Она закрыла ладонью бокал, однако растопырила пальцы, так чтобы Феофану было удобно наливать.
Вино окончательно развязало языки. Феофан бахвалился, Василий пылко клялся Зиновии в любви, Данила провозглашал один тост за другим: за Зиновию, за красивых женщин вообще, за отечество, за дружбу, за свободу и за любовь.
Двоюродная бабушка то смеялась, то курила, то пела и пила.
— Ах, если бы вернуть молодость! — вздохнула она. — Где они, прекрасные годы? — Затем обратилась к молодым людям. — В мое время пили из туфельки дамы, — молвила назидательно. — Я, к сожалению, уже стара, но здесь присутствует красивая женщина, неужели она недостойна того, чтобы ей поклонялись? Присягните ей! На колени!
Василий тотчас бросился ниц перед Зиновией, снял с нее туфельку и, наполнив вином, выпил за ее здоровье. Феофан с Данилой последовали его примеру. Тогда Зиновия подняла бокал и провозгласила:
— Ура, да возлюбим![79]
Все воодушевленно чокнулись.
— Но при этом, — хихикая, проговорила двоюродная бабушка, — при этом… нужно… целоваться. Поцелуй же ее, Феофан, и от всей души!
Феофан приобнял и поцеловал Зиновию, после чего та, азартно сверкая глазами, подставила губы Василию и Даниле.
— Ну а ты, тетушка, ты тоже должна поцеловаться! — воскликнула она затем.
— Я?.. Ах нет, мне это все-таки не приличествует…
— Ура, да возлюбим! — повторила Зиновия. И прибавила: — Здесь не может быть никаких исключений.
Молодые люди обступили двоюродную бабушку, стыдливо закрывавшую лицо ладонями, и по очереди крепко расцеловали ее.
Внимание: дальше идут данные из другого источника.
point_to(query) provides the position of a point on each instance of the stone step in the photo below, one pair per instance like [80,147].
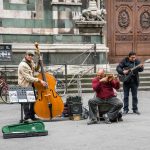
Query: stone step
[90,90]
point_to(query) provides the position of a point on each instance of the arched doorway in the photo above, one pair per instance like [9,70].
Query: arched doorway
[128,28]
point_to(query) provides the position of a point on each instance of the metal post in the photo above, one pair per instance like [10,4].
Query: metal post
[66,79]
[94,57]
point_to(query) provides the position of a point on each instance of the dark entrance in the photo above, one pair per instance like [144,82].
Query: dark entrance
[128,28]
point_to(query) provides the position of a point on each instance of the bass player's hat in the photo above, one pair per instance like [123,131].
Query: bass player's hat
[30,52]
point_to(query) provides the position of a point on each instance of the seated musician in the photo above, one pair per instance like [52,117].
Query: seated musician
[104,87]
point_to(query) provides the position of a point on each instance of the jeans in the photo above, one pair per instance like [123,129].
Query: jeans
[126,89]
[112,113]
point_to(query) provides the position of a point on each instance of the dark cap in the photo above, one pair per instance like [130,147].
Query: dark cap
[30,52]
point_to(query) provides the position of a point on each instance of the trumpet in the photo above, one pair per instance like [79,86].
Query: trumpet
[110,76]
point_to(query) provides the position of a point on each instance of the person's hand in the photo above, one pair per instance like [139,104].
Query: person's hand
[105,79]
[43,83]
[125,71]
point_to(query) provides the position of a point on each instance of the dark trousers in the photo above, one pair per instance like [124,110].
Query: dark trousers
[29,110]
[126,89]
[112,113]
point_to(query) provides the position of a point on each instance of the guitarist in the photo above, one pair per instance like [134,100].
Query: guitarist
[129,68]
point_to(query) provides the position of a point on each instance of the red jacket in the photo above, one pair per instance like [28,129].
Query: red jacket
[105,90]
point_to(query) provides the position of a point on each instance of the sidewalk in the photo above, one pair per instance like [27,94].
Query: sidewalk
[131,134]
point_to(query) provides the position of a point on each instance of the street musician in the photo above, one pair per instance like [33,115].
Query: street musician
[104,85]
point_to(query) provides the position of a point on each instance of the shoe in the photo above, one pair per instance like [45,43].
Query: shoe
[125,112]
[35,119]
[136,112]
[106,119]
[27,120]
[120,119]
[92,122]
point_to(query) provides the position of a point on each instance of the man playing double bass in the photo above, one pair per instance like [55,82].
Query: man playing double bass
[26,78]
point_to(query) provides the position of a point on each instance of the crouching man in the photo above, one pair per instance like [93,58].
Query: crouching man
[104,86]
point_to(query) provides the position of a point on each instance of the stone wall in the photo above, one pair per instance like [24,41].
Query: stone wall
[49,22]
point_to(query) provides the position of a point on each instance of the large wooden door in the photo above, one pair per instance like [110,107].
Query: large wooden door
[128,28]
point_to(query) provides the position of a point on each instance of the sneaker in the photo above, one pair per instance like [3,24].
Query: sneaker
[136,112]
[120,119]
[27,120]
[106,119]
[92,122]
[125,112]
[35,119]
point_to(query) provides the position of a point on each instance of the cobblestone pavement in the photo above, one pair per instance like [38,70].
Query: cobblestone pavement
[131,134]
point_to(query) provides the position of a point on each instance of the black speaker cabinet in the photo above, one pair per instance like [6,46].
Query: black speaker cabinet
[74,105]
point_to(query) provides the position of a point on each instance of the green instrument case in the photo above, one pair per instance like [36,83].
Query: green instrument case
[22,130]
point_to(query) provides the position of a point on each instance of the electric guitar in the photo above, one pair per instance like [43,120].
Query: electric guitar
[127,77]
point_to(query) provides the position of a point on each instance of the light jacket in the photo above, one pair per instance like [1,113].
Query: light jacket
[25,74]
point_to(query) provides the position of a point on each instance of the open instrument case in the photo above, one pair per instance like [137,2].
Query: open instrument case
[22,130]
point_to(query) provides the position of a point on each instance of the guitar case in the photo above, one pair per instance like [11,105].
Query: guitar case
[22,130]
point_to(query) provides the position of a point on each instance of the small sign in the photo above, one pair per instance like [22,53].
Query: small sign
[13,96]
[5,52]
[19,94]
[30,96]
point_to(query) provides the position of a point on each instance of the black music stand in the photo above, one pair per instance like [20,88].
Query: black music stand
[21,95]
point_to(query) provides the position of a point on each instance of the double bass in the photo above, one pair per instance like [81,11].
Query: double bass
[48,103]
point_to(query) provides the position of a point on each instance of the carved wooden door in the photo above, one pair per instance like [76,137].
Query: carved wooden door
[128,28]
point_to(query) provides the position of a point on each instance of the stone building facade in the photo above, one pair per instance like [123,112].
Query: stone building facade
[51,23]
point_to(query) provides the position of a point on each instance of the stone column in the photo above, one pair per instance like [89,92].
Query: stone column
[1,5]
[39,9]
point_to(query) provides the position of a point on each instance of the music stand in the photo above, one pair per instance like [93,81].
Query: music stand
[21,95]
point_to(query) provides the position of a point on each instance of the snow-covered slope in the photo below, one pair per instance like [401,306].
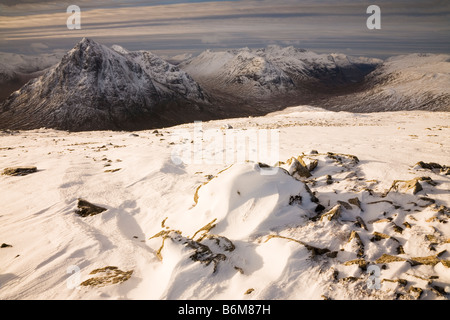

— Нет, ну что за молодежь нынче… это же неприлично… это действительно неприлично. — Она тщательно вытерла рот. — Не знаю, я чувствую себя как на корабле. Палуба качается под ногами, все вокруг меня кружится и танцует…
Бабушка Ивана пересела на диван и, пока остальные продолжали пить и петь, крепко уснула там, счастливая, как ребенок.
Сети есть, прикрытые цветами.
Ариосто
Появились первые приметы весны, пробуждающей природу; неистовый ураганный ветер гулял по лесам и полям, сотрясал окна и двери, но воздух был уже мягким. Началось таяние, лед ломался. Ручьи и реки набухли, перед усадьбой в Михайловке образовалось небольшое озерцо. Ендруху подвернулся случай блеснуть изобретательским гением, построив на новом водоеме шаткий мостик из кирпичей и досок.
По этому-то мостику однажды вечером и перебрался в дом дядюшка Карол. Он пешком пришагал из Хорпыня, тихонечко отворил ворота и осторожно заглянул внутрь через освещенные окна. В Михайловке снова играли в рулетку. Он вошел в переднюю, на цыпочках прокрался по коридору и вверх по лестнице до дверей Зиновии. Здесь постучался и затем надавил на щеколду. В комнате царил абсолютный мрак. Он подался назад и принялся терпеливо ждать в темном углу рядом с дверью. Он знал, что Зиновия периодически поднимается наверх, чтобы взглянуть на себя в зеркало и чуточку припудрить разгоряченное лицо. И действительно, не прошло много времени, как на лестнице зашелестело платье, застучали маленькие каблучки, а затем в комнату вошла Зиновия.
Когда Карол шевельнулся, она от неожиданности вздрогнула.
— Кто тут? — спросила.
— Тсс! Это я, не шуми.
— Карол, ты? Ах, а я уже думала, что ты умер…
Она вошла в горницу, он последовал за ней.
— Ты же сама потребовала, чтобы я… роман… понимаешь?
— Но это еще не причина, чтобы совсем не показываться на глаза, — молвила Зиновия, которая уже зажгла свет и удобно устроилась на диване.
— Невозможно было вырваться, в эту малышку просто бес вселился!
— Надеюсь, по крайней мере, что ты хорошо развлекся.
Карол опустился на стул и махнул рукой, невольно воспроизводя жест священника, отпускающего кому-то грехи. С его одутловатого лица стерлись все краски, покрасневшие от бессонницы глаза смотрели устало и жалобно.
— Что случилось? У тебя такой вид, будто ты только что похоронил родного отца.
Карол тяжело вздохнул.
— Я попал в ужасное положение, Зиновия. Дал обвести себя вокруг пальца. Положение мое ужасно, говорю тебе.
— Из-за этой Ярунковской?
— Да, из-за нее.
— Она такая жестокая?
— Если бы только это!
— Она тебя высекла?
— Еще чего не хватало… — проворчал Карол. — Достаточно и того, что разбойник или налоговый исполнитель — ангелы по сравнению с нею: она, будь ее воля, лишила бы меня крыши над головой и сняла бы с тела последнюю рубашку.
— Много же она успела за столь короткое время! — рассмеялась Зиновия. — Особа, видно, очень талантливая, такую следует назначить министром финансов.